ZFIN ID: ZDB-PUB-130322-8
Dwarfism and Increased Adiposity in the gh1 Mutant Zebrafish vizzini
McMenamin, S.K., Minchin, J.E., Gordon, T.N., Rawls, J.F., and Parichy, D.M.
Date: 2013
Source: Endocrinology   154(4): 1476-87 (Journal)
Registered Authors: McMenamin, Sarah, Minchin, James, Parichy, David M., Rawls, John F.
Keywords: none
MeSH Terms:
  • Adipocytes/pathology*
  • Adipogenesis/genetics*
  • Adiposity/genetics*
  • Animals
  • Codon, Nonsense
  • Dwarfism/genetics*
  • Growth Hormone/genetics*
  • Hypertrophy
  • Obesity/genetics*
  • Zebrafish/genetics*
PubMed: 23456361 Full text @ Endocrinology

Somatic growth and adipogenesis are closely associated with the development of obesity in humans. In this study, we identify a zebrafish mutant, vizzini, that exhibits both a severe defect in somatic growth and increased accumulation of adipose tissue.

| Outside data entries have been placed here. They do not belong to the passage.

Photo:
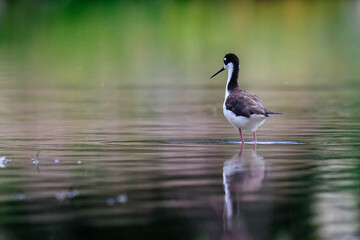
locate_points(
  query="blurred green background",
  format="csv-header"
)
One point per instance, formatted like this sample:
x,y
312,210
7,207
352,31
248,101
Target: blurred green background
x,y
179,42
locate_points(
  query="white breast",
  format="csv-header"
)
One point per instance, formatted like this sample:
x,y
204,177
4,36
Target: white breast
x,y
244,123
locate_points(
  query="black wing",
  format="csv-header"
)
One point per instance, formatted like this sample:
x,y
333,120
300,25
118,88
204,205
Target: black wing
x,y
244,103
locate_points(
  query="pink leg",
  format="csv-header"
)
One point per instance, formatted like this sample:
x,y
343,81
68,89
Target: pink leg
x,y
242,146
254,141
242,139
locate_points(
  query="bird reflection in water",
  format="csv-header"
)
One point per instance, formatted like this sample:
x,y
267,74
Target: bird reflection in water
x,y
243,176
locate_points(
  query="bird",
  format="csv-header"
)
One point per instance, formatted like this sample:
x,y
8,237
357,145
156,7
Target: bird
x,y
243,109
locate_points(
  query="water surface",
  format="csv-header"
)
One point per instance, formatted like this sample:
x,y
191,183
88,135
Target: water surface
x,y
113,135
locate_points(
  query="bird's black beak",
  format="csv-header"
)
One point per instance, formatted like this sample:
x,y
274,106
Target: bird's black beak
x,y
222,69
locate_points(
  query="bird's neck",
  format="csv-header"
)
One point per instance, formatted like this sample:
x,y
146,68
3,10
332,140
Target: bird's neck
x,y
233,73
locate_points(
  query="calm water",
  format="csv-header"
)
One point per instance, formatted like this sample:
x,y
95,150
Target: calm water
x,y
112,135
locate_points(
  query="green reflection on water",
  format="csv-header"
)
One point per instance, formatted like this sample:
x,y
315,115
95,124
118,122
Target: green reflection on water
x,y
181,42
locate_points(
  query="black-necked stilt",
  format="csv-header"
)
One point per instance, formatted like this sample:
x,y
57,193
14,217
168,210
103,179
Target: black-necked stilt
x,y
244,110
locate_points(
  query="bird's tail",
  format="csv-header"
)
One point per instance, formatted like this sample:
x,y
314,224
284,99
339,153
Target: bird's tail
x,y
268,112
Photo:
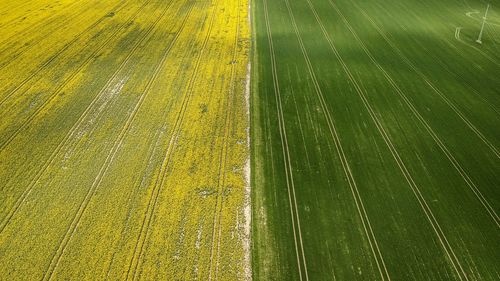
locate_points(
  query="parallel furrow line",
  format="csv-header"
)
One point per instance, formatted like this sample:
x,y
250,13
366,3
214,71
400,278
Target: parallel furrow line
x,y
22,198
48,275
223,155
428,82
44,65
30,119
132,271
444,148
285,151
414,187
374,247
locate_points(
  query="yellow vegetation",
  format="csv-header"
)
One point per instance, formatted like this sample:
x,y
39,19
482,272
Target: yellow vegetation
x,y
124,140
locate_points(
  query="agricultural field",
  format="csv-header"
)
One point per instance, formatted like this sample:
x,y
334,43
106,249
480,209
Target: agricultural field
x,y
124,140
249,140
375,140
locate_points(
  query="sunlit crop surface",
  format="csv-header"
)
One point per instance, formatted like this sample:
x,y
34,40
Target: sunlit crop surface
x,y
124,140
375,140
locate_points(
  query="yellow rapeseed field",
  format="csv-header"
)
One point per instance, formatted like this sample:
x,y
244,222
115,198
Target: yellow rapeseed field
x,y
124,140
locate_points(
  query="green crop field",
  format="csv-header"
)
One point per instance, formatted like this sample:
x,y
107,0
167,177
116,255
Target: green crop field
x,y
250,140
376,134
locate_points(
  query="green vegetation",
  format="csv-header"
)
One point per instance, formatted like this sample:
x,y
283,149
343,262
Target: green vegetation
x,y
375,134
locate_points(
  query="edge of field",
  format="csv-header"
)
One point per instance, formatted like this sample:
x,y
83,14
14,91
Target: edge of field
x,y
256,178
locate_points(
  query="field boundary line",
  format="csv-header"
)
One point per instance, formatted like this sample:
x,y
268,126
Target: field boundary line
x,y
109,159
370,235
224,152
70,78
285,151
27,30
472,186
404,170
66,138
162,174
428,82
53,57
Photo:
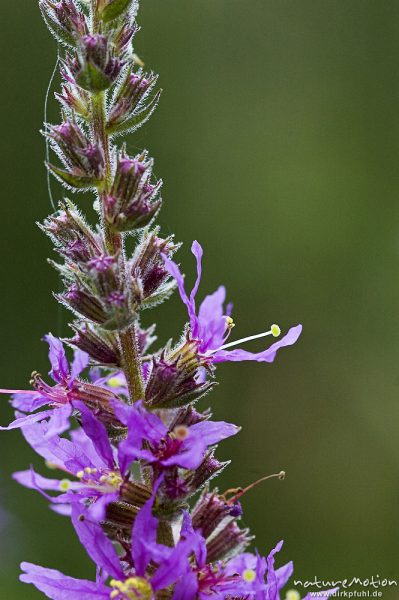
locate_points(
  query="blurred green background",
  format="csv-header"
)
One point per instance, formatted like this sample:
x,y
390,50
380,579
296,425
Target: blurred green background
x,y
278,141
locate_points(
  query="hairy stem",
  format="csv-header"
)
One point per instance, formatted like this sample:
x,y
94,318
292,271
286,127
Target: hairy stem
x,y
131,362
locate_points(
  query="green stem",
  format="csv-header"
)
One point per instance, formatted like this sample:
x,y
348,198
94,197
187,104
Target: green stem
x,y
131,362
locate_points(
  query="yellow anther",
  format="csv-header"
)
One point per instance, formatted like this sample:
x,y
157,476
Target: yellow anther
x,y
112,478
131,589
230,323
293,595
115,382
275,329
249,575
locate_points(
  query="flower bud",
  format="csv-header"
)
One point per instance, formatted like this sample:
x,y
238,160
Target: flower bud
x,y
81,301
83,160
209,468
132,202
102,346
71,235
210,510
64,20
96,67
150,280
173,378
230,541
134,103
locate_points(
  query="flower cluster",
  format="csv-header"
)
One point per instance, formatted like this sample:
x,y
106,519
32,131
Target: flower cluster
x,y
118,422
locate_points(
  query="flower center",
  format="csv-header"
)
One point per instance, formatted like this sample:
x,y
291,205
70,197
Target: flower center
x,y
131,589
92,476
249,575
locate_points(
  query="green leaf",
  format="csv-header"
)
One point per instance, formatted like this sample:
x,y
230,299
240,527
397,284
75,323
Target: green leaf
x,y
114,9
136,120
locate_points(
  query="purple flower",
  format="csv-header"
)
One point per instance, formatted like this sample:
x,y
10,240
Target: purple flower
x,y
183,447
244,576
58,397
212,325
88,456
134,580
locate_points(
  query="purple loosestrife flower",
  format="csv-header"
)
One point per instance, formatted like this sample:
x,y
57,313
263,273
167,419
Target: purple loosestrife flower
x,y
150,440
212,324
88,456
136,577
58,396
140,451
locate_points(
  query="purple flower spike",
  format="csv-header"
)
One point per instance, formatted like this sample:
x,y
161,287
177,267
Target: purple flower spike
x,y
58,586
213,323
183,447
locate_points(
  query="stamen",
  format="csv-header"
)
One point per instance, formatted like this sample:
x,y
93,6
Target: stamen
x,y
238,492
274,331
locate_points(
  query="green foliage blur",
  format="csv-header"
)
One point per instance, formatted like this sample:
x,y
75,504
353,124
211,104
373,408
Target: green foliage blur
x,y
277,139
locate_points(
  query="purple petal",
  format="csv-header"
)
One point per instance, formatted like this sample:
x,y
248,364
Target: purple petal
x,y
213,432
27,420
86,446
174,270
100,549
97,433
58,360
186,588
144,536
79,363
272,581
62,452
212,321
197,250
264,356
57,586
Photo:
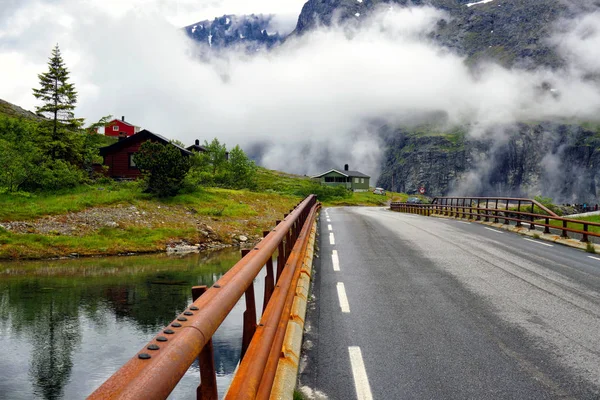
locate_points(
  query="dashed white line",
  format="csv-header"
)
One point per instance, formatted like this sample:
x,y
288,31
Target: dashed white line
x,y
535,241
361,380
335,260
493,230
344,305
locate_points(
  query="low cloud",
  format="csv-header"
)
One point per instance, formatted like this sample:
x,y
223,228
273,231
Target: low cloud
x,y
315,102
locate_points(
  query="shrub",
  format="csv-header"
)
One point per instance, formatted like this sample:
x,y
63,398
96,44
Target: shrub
x,y
163,167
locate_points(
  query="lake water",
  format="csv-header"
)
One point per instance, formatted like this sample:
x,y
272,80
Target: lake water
x,y
68,325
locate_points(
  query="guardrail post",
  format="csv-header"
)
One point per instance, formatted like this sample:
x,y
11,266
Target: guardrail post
x,y
471,213
269,279
207,390
496,220
564,234
584,238
249,315
280,256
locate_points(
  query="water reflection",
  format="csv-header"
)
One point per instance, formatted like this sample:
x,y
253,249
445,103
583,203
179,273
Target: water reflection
x,y
68,325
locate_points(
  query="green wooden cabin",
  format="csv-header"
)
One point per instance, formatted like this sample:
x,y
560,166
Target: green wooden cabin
x,y
352,180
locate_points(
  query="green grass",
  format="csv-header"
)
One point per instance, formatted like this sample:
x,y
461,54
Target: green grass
x,y
228,212
25,206
105,241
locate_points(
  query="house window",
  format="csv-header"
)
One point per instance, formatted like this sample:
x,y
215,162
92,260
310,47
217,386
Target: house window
x,y
132,161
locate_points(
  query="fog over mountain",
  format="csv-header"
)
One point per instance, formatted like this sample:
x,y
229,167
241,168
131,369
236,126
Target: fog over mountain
x,y
323,97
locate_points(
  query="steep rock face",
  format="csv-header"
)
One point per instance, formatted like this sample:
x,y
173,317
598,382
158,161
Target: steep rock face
x,y
511,32
251,32
553,160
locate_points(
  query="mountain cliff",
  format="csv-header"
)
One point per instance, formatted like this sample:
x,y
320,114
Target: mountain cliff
x,y
251,32
510,32
551,159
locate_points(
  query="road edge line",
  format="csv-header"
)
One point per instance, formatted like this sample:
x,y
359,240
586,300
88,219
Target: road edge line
x,y
574,243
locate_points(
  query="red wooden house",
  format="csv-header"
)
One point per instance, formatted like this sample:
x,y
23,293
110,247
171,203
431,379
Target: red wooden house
x,y
118,157
118,127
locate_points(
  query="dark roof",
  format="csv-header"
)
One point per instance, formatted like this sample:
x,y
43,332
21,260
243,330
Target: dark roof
x,y
141,137
353,174
121,121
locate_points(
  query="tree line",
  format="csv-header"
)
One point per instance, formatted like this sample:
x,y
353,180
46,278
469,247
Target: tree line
x,y
56,152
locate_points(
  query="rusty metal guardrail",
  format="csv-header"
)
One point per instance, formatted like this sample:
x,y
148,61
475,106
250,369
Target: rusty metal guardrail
x,y
157,368
506,209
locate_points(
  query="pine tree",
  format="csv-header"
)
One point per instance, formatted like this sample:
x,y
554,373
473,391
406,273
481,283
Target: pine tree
x,y
59,98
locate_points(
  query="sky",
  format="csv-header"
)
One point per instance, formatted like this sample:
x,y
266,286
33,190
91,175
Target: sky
x,y
314,103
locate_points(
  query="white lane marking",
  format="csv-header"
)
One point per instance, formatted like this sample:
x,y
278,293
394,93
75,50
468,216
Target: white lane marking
x,y
535,241
361,380
336,260
344,305
493,230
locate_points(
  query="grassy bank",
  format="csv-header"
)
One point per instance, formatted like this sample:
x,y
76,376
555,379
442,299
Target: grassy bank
x,y
119,218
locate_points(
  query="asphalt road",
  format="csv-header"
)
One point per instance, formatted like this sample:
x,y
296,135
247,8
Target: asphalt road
x,y
429,308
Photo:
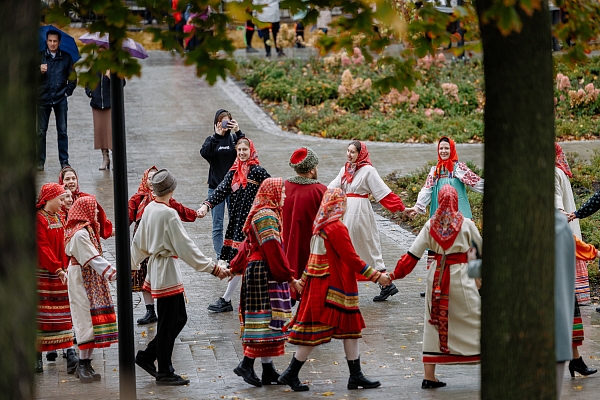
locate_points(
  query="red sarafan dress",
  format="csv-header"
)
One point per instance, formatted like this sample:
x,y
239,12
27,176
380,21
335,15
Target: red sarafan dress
x,y
55,330
329,306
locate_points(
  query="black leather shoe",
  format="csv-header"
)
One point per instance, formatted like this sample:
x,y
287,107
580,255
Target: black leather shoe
x,y
149,318
72,361
290,376
577,365
386,292
432,384
221,305
245,369
51,356
357,378
149,367
171,380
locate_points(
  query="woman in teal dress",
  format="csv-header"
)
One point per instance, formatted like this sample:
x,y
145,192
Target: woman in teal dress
x,y
448,171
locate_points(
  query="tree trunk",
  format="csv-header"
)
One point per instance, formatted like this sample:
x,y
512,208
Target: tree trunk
x,y
518,356
18,259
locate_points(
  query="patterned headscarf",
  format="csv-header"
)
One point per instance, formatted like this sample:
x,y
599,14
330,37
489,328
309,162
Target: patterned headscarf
x,y
48,192
447,220
333,207
362,160
268,197
83,215
241,168
448,164
76,193
561,160
146,192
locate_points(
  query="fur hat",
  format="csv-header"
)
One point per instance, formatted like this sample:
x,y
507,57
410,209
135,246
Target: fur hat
x,y
303,160
163,182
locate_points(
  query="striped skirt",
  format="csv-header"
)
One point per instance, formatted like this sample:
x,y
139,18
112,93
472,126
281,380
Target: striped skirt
x,y
93,311
55,330
582,282
265,306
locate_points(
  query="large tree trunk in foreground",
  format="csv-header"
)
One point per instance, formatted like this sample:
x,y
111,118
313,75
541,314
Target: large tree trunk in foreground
x,y
18,258
518,358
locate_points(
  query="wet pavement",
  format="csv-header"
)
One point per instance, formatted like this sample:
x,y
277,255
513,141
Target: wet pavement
x,y
169,113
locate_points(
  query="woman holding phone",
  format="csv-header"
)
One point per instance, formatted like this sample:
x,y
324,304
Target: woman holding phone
x,y
219,150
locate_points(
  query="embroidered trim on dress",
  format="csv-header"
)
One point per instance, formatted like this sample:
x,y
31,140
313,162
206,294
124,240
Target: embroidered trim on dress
x,y
301,180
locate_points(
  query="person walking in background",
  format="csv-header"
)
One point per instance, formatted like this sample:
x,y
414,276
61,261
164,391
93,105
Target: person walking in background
x,y
359,179
303,199
57,82
219,150
137,204
452,328
162,238
265,303
565,202
101,114
270,14
329,306
92,308
240,185
55,330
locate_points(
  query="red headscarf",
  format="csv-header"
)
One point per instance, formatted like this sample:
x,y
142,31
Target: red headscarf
x,y
48,192
448,164
447,220
333,207
268,197
76,193
561,160
147,193
241,168
362,160
83,215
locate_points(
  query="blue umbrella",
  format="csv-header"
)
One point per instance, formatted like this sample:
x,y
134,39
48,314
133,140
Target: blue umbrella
x,y
67,43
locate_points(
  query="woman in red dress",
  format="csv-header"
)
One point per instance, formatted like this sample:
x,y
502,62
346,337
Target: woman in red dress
x,y
329,306
55,330
265,302
137,205
68,178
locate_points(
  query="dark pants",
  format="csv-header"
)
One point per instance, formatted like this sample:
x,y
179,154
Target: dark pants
x,y
60,113
265,36
171,320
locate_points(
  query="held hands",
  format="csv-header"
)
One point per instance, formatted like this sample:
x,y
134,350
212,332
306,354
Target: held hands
x,y
384,280
63,277
202,211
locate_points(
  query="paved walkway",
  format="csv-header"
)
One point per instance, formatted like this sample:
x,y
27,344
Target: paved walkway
x,y
169,113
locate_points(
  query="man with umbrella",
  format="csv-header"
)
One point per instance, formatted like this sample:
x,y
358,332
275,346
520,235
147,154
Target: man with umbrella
x,y
57,83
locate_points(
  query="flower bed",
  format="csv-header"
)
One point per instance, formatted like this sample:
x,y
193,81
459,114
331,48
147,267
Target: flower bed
x,y
337,97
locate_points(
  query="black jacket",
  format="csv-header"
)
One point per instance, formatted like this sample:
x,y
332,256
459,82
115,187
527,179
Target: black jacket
x,y
101,94
220,153
59,80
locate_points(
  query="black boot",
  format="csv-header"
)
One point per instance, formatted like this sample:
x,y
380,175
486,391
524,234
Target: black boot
x,y
386,292
72,361
577,365
150,316
270,376
290,376
95,376
82,372
246,370
51,356
39,364
357,378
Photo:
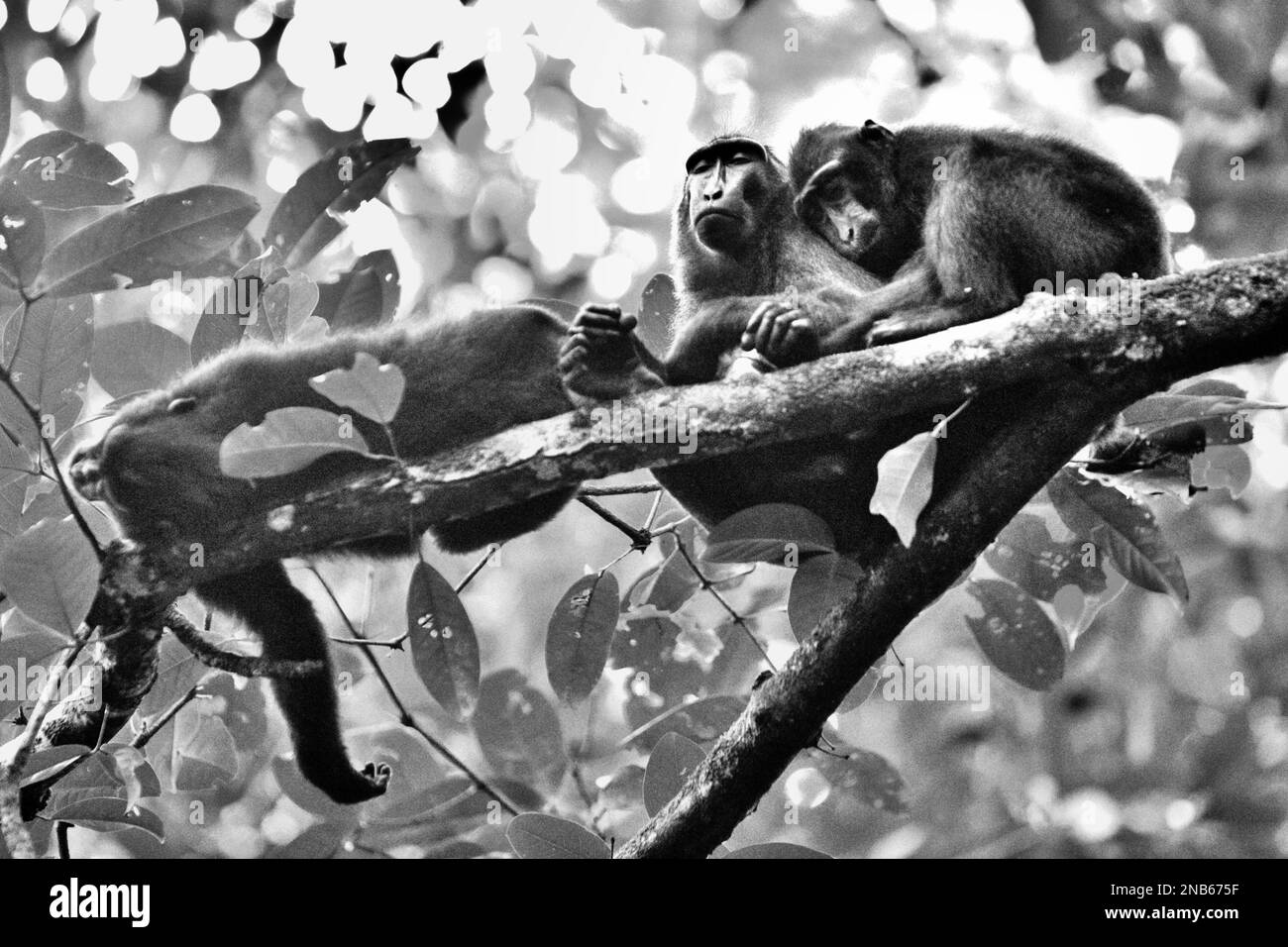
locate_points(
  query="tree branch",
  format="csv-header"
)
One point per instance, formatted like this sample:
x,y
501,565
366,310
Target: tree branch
x,y
1227,315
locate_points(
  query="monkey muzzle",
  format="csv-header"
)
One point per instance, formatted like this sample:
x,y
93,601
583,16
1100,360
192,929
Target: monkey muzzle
x,y
86,475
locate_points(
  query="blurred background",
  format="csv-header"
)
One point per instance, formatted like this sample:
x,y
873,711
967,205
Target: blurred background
x,y
553,136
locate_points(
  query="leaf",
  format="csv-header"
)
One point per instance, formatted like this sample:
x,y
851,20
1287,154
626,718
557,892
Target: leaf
x,y
443,647
669,586
288,440
769,532
578,638
284,309
223,318
1025,554
370,388
138,356
670,763
320,840
1222,468
818,585
366,295
1166,410
700,720
63,170
305,219
864,776
1016,634
110,814
48,351
777,849
1126,527
5,99
519,731
22,237
645,643
54,759
906,475
658,300
204,753
536,835
147,241
623,789
51,573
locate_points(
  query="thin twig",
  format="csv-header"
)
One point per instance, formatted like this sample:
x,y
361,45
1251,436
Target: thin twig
x,y
404,716
711,587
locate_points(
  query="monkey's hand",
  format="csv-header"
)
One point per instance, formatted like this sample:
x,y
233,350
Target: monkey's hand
x,y
782,333
601,360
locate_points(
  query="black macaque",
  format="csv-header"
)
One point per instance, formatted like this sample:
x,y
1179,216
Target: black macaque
x,y
967,222
750,275
158,468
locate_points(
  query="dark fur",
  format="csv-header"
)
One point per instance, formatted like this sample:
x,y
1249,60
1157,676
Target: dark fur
x,y
159,470
719,289
1009,209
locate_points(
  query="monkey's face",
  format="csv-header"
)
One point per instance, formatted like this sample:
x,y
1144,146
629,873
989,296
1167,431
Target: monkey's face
x,y
725,188
158,471
835,205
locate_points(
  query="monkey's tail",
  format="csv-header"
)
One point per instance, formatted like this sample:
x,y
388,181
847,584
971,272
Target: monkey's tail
x,y
283,618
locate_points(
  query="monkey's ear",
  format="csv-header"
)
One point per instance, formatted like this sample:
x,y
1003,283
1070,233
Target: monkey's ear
x,y
874,132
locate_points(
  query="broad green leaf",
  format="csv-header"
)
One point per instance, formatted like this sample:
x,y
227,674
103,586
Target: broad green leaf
x,y
519,731
284,309
370,388
48,352
288,440
645,643
906,476
1016,634
204,753
536,835
578,638
658,300
5,98
671,762
147,241
443,647
1025,554
819,583
54,759
1220,468
623,789
777,849
777,532
305,218
366,295
22,237
669,586
138,356
110,814
700,720
63,170
864,776
1125,526
51,573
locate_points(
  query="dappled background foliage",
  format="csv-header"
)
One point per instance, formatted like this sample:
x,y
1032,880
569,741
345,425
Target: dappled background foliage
x,y
552,137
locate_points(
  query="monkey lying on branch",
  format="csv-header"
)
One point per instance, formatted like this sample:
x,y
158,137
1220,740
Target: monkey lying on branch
x,y
158,468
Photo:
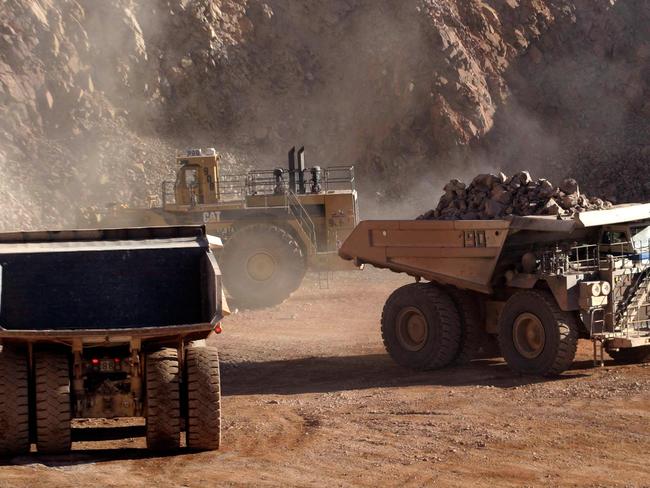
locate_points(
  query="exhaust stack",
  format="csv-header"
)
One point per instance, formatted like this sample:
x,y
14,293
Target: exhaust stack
x,y
292,169
301,170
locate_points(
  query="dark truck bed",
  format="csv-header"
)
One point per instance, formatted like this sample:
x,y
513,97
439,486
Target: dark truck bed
x,y
147,282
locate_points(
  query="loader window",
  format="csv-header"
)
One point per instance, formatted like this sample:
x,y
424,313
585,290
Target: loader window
x,y
191,178
641,237
614,237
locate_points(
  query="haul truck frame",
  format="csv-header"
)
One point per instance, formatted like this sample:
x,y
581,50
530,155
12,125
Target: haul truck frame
x,y
107,324
536,283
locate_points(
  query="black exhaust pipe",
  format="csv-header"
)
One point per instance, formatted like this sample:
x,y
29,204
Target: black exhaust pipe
x,y
292,169
301,170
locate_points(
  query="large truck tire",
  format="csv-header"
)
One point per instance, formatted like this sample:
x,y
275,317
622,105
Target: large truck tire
x,y
473,336
203,430
633,355
163,400
14,402
535,336
420,327
53,413
262,265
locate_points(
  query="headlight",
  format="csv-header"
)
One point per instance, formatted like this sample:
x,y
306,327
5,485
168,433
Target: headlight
x,y
605,288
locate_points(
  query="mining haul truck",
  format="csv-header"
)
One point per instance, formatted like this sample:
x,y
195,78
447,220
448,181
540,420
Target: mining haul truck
x,y
275,224
536,283
108,324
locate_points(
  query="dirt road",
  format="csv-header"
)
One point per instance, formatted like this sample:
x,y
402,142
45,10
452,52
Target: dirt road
x,y
312,399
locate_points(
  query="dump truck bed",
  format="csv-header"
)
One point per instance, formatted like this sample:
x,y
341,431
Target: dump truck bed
x,y
108,285
465,253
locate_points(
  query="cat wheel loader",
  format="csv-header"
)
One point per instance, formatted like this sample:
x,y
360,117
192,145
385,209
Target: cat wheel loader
x,y
275,224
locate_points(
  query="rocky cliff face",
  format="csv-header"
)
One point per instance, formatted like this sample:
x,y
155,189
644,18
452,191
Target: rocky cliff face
x,y
95,96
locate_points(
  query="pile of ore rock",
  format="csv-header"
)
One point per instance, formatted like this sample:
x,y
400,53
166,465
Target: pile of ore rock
x,y
491,196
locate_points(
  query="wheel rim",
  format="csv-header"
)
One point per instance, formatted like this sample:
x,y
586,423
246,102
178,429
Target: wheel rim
x,y
411,329
528,335
261,266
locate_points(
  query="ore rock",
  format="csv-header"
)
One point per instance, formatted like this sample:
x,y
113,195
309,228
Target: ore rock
x,y
491,196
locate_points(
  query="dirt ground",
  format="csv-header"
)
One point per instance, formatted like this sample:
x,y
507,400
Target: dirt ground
x,y
312,399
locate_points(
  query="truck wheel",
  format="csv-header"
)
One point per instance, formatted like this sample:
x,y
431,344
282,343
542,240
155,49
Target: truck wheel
x,y
420,327
203,398
632,355
14,402
163,400
52,378
472,336
262,265
535,336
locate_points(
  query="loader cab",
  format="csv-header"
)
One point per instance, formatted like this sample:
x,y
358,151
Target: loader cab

Positional cloning of vizzini revealed a premature stop codon in gh1. Although the effects of GH are largely through igfs in mammals, we found no decrease in the expression of igf transcripts in gh1 mutants during larval development. As development progressed, however, we found overall growth to be progressively retarded and the attainment of specific developmental stages to occur at abnormally small body sizes relative to wild type. Moreover, both subcutaneous (sc) and visceral adipose tissues underwent precocious development in vizzini mutants, and at maturity, the sizes of different fat deposits were greatly expanded relative to wild type. In vivo confocal imaging of sc adipose tissue (SAT) expansion revealed that vizzini mutants exhibit extreme enlargement of adipocyte lipid droplets without a corresponding increase in lipid droplet number. These findings suggest that GH1 signaling restricts SAT hypertrophy in zebrafish. Finally, nutrient deprivation of vizzini mutants revealed that SAT mobilization was greatly diminished during caloric restriction, further implicating GH1 signaling in adipose tissue homeostasis. Overall, the zebrafish gh1 mutant, vizzini, exhibits decreased somatic growth, increased adipose tissue accumulation, and disrupted adipose plasticity after nutrient deprivation and represents a novel model to investigate the in vivo dynamics of vertebrate obesity.